Were Christians really thrown to lions in the Colosseum?
This is one of the most persistent and contested questions in Roman history. There is no contemporary evidence for Christian martyrdom specifically in the Colosseum, and the association developed primarily in the medieval period, many centuries after the events it claims to record. Christians were certainly executed in arenas across the empire, but the specific identification of the Colosseum as the site of mass Christian martyrdom is not supported by early sources.
How many animals were killed in the Colosseum?

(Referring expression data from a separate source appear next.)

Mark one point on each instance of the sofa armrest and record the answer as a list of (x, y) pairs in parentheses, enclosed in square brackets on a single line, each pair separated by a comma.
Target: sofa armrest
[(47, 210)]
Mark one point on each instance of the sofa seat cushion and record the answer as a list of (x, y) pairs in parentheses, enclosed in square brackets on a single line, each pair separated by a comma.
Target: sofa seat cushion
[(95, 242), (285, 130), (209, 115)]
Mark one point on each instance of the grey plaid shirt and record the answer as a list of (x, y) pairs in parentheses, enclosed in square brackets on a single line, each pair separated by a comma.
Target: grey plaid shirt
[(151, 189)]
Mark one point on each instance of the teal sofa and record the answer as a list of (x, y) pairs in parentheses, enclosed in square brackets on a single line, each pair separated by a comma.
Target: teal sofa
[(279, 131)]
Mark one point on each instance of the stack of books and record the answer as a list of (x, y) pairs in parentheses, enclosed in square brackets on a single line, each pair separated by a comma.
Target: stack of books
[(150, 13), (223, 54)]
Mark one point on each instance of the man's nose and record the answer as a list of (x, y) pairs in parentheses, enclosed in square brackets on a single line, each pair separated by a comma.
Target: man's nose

The numbers given in ancient sources are large and should be treated cautiously. Titus’s inaugural games reportedly saw the killing of around 9,000 animals; Trajan’s Dacian triumph around 11,000. These figures come from literary sources written some time after the events and may reflect rhetorical inflation. However, even if the actual numbers were significantly lower, the cumulative toll across four centuries of games represents one of the most destructive episodes of human impact on animal populations in the ancient world.
What is the difference between a venator and a bestiarius?
A venator was a trained professional animal hunter — a skilled combatant specialised in fighting animals, trained at dedicated schools and accorded the status of a professional fighter. A bestiarius was typically a condemned criminal sent against animals with little or no training or adequate weapons, essentially serving a death sentence in the arena.
Did the Romans feel any concern about animal welfare?
The question would probably have been unfamiliar to most Romans, who viewed the natural world as a resource. However, there are occasional Roman texts that express discomfort with the spectacle — Cicero, writing in 55 BC about Pompey’s games featuring elephant hunts, notes that the crowd felt unexpected sympathy for the animals and turned against the sponsor.